From Seyðisfjörður I caught the connecting bus to Egilsstaðir. I had several hours here before my next bus to Reykjahlíð – although quickly realised this was going to be more than enough. Despite being billed as the “transport and commercial hub” of East Iceland in my guidebook, there’s really very little to the place. A few facilities (a supermarket and a bank), and a church which I took a quick peek in.
It was a glorious day in East Iceland so I headed back to the campsite which is where my bus was leaving from, and sat enjoying the sun for a couple of hours.
Church in Egilsstaðir
The bus ride to Reykjahlíð on the shores of Lake Mývatn was incredible, we drove through a real desert looking landscape with patches of thin grass surrounded by vast expenses of barren rock and gravel, with snow capped mountains in the background. The road had yellow posts at the side of the road at 20m intervals, presumably so you can find your way in the winter when they must get a lot of snow here. Despite being “Route 1” which is the main ring road around the edge of Iceland, it was untarmacked in places, and at one point the driver had trouble getting sheep on the road to move out of the way for us.
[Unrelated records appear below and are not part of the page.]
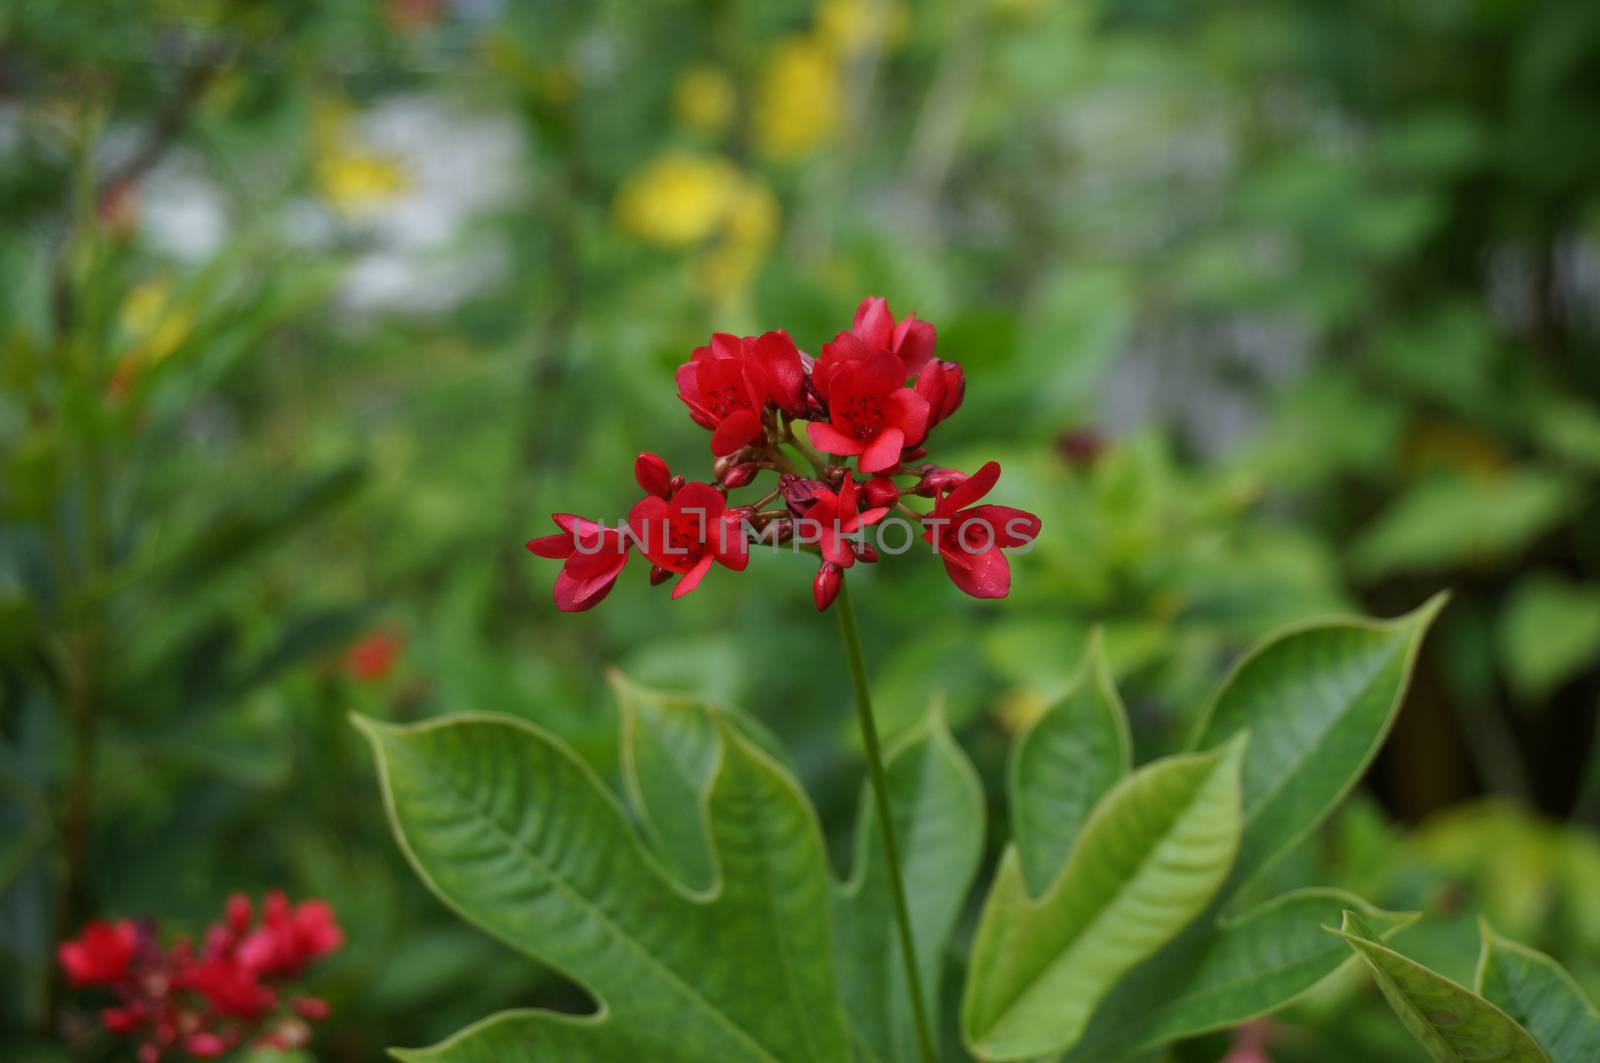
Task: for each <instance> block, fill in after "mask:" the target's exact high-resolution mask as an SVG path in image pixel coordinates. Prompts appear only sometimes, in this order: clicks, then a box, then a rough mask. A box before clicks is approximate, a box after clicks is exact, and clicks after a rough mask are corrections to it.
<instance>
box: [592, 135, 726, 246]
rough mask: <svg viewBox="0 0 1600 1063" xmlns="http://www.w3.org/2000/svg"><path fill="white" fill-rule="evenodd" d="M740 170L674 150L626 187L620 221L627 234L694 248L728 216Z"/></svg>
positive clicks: (620, 215) (620, 208) (645, 169)
mask: <svg viewBox="0 0 1600 1063" xmlns="http://www.w3.org/2000/svg"><path fill="white" fill-rule="evenodd" d="M739 181H741V176H739V170H738V166H734V165H733V163H731V162H728V160H726V158H722V157H720V155H694V154H690V152H669V154H666V155H659V157H658V158H654V160H651V162H650V163H646V165H645V168H643V170H640V171H638V173H635V174H634V176H630V178H629V179H627V181H624V183H622V187H621V191H619V192H618V197H616V219H618V224H621V226H622V229H624V231H626V232H630V234H632V235H635V237H640V239H643V240H650V242H651V243H659V245H662V247H690V245H693V243H699V242H701V240H706V239H707V237H710V235H712V232H715V231H717V229H718V227H720V226H722V224H723V221H725V219H726V218H728V211H730V205H731V200H733V197H734V194H736V192H738V186H739Z"/></svg>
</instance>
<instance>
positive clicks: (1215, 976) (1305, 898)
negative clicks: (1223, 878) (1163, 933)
mask: <svg viewBox="0 0 1600 1063" xmlns="http://www.w3.org/2000/svg"><path fill="white" fill-rule="evenodd" d="M1349 908H1358V909H1360V911H1362V914H1363V917H1365V919H1366V921H1368V922H1370V924H1373V925H1374V927H1378V929H1379V932H1381V933H1382V937H1389V935H1390V933H1394V932H1395V930H1400V929H1402V927H1406V925H1410V924H1411V922H1414V921H1416V916H1414V914H1408V913H1389V911H1382V909H1379V908H1373V906H1370V905H1366V903H1365V901H1362V900H1360V898H1357V897H1354V895H1350V893H1346V892H1342V890H1328V889H1307V890H1293V892H1290V893H1283V895H1282V897H1275V898H1272V900H1270V901H1266V903H1264V905H1259V906H1256V908H1251V909H1250V911H1246V913H1243V914H1242V916H1235V917H1232V919H1224V921H1221V922H1218V924H1216V925H1214V927H1213V929H1211V930H1210V933H1203V935H1195V938H1194V946H1192V948H1190V949H1187V951H1186V953H1184V954H1182V956H1181V957H1174V961H1176V962H1173V964H1171V965H1168V969H1166V972H1163V973H1165V977H1163V978H1162V980H1160V985H1162V989H1160V991H1149V989H1147V991H1146V993H1141V994H1138V996H1141V997H1142V999H1141V1004H1142V1005H1144V1007H1146V1010H1144V1012H1142V1013H1139V1015H1128V1017H1125V1018H1123V1020H1122V1021H1118V1023H1117V1026H1118V1029H1117V1031H1115V1033H1117V1034H1120V1036H1122V1039H1120V1041H1118V1042H1117V1044H1118V1045H1126V1047H1131V1049H1152V1047H1155V1045H1158V1044H1165V1042H1168V1041H1176V1039H1179V1037H1190V1036H1194V1034H1202V1033H1208V1031H1213V1029H1224V1028H1229V1026H1237V1025H1240V1023H1245V1021H1248V1020H1251V1018H1256V1017H1259V1015H1266V1013H1269V1012H1275V1010H1278V1009H1282V1007H1285V1005H1288V1004H1290V1002H1293V1001H1294V999H1296V997H1299V996H1301V994H1304V993H1309V991H1310V989H1312V988H1314V986H1315V985H1317V983H1320V981H1322V980H1323V978H1326V977H1330V975H1331V973H1333V972H1336V970H1338V969H1339V967H1342V965H1344V964H1347V962H1350V959H1352V957H1350V953H1349V949H1347V948H1346V946H1344V945H1342V943H1341V941H1338V940H1336V938H1333V937H1330V935H1328V933H1326V932H1325V930H1323V929H1322V927H1323V925H1325V924H1330V922H1334V921H1338V919H1339V917H1341V914H1342V913H1344V911H1346V909H1349ZM1082 1047H1083V1049H1088V1047H1090V1044H1088V1039H1085V1044H1083V1045H1082ZM1107 1055H1109V1053H1106V1052H1104V1050H1102V1052H1098V1053H1093V1057H1094V1058H1107Z"/></svg>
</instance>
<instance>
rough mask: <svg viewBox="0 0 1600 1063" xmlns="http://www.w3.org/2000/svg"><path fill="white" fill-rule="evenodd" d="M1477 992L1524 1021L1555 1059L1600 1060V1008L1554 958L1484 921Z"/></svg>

Approaching Mývatn we passed a couple of geysers, quite an amazing sight,and a strong stench of amonia filled the air.
After the bus dropped me off I walked to the campsite and was immediately set upon by mosquitoes, Lake Mývatn literally means “Midge Lake” and I can see why. They didn’t seem to be biting, although perhaps tomorrow will tell.
I bought a few supplies at the local shop and was horrified by the cost, two tins of tomatoes, a tin of sardines and six breakfast bars cost 900ISK (2012 edit: this was about £8 at the time, before the financial crisis that bankrupted Iceland, the same amount now would be less than £5). Still at least by camping I was keeping the cost down as much as I could.